Santé

Carte Vitale avec photo et éléments de “biométrie”

Qui veut perdre des millions ?

Témoignages.re / 13 juillet 2004

Les députés ont donné leur feu vert à l’apposition d’une photographie sur la carte Vitale. Selon Philippe Douste-Blazy, "d’ici un an et demi, toutes les cartes Vitales de nos concitoyens seront renouvelées. C’est l’occasion ou jamais de les transformer en cartes d’identité de santé, avec des éléments de biométrie. La carte comportera la photo et les empreintes de l’assuré".
La biométrie étant "l’étude statistique des dimensions et de la croissance des êtres vivants", on peut se demander quels vont être ces "éléments de biométrie" que comportera la carte Vitale... Même le ministre n’a pas été capable de répondre ! Il s’est borné à déclarer : "Nous sommes en train de déterminer lesquels. Les modalités d’identification du titulaire de la carte, le mode de délivrance, de renouvellement, de mise à jour et d’utilisation seront fixés par décret". Ce qui laisse craindre le pire...
De son côté, Xavier Bertrand a évalué l’ajout d’une photo d’identité sur la carte Vitale, lors de son renouvellement en 2006. "Ça va coûter 35 millions d’euros parce qu’il faut toujours se méfier des chiffres “abracadabrantesques” qu’on peut effectivement nous sortir, que certains services peuvent nous sortir", précisait-il. "Moi, j’y tiens particulièrement parce que la carte Vitale va devenir une carte d’identité pour sa santé. Et que sur la carte d’identité, vous avez votre photo. C’est aussi simple que ça. Et la carte Vitale, ça va devenir aussi la clé d’entrée dans ce dossier médical personnel confidentiel".
Le chiffrage avait été contesté. D’où cette parenthèse de Xavier Bertrand : "Nous avons un rapport officiel de l’IGAS, l’Inspection générale des affaires sociales, qui nous dit que si on profite du renouvellement de la carte Vitale, on peut avoir cette photo pour 35 millions d’euros".
L’avis n’est pas le même à la Caisse nationale d’assurance maladie, qui avait estimé il y a quelques mois que "mettre une photo sur les 48 millions de cartes Vitale en circulation représenterait 200 à 300 millions d’euros, une somme extrêmement élevée qui n’est pas en rapport avec le volume des fraudes".


Suspicion et culpabilisation

En adoptant les articles concernant la “chasse aux fraudeurs” des arrêts maladie, la majorité est allée à l’encontre du principe cher à Douste-Blazy : la responsabilisation, puisque c’est en fait la logique de culpabilisation qui est ainsi établie.

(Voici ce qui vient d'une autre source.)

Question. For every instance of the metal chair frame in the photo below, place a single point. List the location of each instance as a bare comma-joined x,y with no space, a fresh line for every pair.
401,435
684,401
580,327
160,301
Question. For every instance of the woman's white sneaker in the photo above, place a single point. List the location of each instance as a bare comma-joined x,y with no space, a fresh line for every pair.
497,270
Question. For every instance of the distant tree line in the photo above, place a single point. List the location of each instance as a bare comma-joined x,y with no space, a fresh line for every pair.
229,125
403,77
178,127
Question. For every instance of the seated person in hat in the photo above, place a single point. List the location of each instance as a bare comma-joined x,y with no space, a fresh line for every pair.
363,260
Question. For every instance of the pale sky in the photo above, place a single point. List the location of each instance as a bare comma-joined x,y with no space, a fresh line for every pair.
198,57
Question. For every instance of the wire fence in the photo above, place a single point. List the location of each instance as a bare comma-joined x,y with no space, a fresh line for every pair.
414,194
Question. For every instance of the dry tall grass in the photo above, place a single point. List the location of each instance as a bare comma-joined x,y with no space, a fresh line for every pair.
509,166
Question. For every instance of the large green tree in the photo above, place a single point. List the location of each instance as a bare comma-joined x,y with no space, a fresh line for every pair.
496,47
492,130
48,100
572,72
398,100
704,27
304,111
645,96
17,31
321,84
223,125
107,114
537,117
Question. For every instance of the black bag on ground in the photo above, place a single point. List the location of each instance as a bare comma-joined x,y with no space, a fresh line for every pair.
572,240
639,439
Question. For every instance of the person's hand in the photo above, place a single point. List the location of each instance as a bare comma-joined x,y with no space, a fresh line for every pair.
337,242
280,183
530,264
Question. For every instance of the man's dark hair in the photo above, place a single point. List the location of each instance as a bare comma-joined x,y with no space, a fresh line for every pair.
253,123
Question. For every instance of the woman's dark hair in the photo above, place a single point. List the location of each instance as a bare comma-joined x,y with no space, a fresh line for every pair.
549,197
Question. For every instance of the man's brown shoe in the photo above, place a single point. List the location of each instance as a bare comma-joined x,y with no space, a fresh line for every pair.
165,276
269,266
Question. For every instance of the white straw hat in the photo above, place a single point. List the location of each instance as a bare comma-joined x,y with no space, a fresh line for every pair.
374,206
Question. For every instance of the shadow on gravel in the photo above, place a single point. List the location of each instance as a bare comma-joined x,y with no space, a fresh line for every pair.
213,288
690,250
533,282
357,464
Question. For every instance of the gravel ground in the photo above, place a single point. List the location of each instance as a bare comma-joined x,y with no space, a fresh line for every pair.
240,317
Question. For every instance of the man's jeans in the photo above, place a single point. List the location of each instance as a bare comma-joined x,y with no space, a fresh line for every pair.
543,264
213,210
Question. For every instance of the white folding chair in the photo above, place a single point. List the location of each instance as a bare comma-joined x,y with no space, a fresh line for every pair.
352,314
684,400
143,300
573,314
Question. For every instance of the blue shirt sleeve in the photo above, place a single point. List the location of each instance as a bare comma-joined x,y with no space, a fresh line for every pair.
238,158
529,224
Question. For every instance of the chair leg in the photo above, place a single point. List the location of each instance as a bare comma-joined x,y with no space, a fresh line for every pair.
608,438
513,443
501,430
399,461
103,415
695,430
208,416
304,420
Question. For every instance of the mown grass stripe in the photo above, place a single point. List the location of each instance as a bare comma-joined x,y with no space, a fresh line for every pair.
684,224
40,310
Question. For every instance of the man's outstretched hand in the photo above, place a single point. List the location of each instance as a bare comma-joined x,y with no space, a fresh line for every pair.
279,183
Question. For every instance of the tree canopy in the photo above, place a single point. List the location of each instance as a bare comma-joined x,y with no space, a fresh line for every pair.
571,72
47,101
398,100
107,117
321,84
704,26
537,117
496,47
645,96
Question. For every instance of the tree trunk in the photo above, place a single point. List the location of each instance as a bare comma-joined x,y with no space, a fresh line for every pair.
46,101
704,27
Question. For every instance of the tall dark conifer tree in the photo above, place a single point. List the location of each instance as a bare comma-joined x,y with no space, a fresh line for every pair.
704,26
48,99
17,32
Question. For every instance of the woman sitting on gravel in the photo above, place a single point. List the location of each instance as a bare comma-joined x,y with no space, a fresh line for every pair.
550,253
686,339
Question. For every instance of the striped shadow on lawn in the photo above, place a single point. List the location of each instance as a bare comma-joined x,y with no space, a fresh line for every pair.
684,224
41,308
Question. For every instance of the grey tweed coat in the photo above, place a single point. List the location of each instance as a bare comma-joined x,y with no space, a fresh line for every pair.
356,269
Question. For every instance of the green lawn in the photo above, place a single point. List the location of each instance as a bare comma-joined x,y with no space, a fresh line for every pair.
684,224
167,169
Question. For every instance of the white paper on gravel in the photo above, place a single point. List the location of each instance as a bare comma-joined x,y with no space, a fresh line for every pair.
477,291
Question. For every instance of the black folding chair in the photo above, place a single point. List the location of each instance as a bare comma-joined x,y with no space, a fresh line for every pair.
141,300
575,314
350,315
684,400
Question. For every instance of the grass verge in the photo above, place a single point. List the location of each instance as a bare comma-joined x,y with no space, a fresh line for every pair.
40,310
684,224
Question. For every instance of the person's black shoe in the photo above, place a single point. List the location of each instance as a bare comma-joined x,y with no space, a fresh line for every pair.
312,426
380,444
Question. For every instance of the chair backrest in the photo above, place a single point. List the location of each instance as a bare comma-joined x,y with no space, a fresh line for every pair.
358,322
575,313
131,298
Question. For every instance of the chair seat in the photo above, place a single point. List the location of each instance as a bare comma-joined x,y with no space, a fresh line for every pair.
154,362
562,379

Ce nouveau dispositif va-t-il servir à quelque chose ? On peut se le demander. Un médecin explique qu’il y a déjà des systèmes de contrôle qui fonctionnent sur le principe. Et très bien. Certes, il y a un “hic” : c’est que ce contrôle ne se fait toujours pas pour cause de... manque de personnel.
Mais il y a un point sur lequel les positions gouvernementales sont intenables : celui qui établit les sanctions prévues à l’encontre du médecin suspecté de prescrire des arrêts de travail dépassant la moyenne constatée.
Une aberration de plus, souligne le médecin réunionnais. Puisque différents paramètres sont à prendre en compte : l’âge de la population, son taux d’activité, le degré de pollution, le type d’activités pratiquées...
Ces sanctions seraient donc appliquées lorsque, "significativement", les arrêts de travail sont "supérieurs aux données moyennes constatées".
Mais lorsqu’il a été interrogé sur la complexité de la formule, le rapporteur, Jean-Michel Dubernard (UMP, Rhône) a donné une réponse encore plus floue : "Significativement a une signification significative".
Jacqueline Fraysse (PCF, Hauts-de-Seine) concluait : "L’esprit de suspicion imprègne tous les articles de ce texte. S’il vous était proposé un amendement obligeant le patient à donner la clé de son appartement aux services de contrôle, vous le voteriez".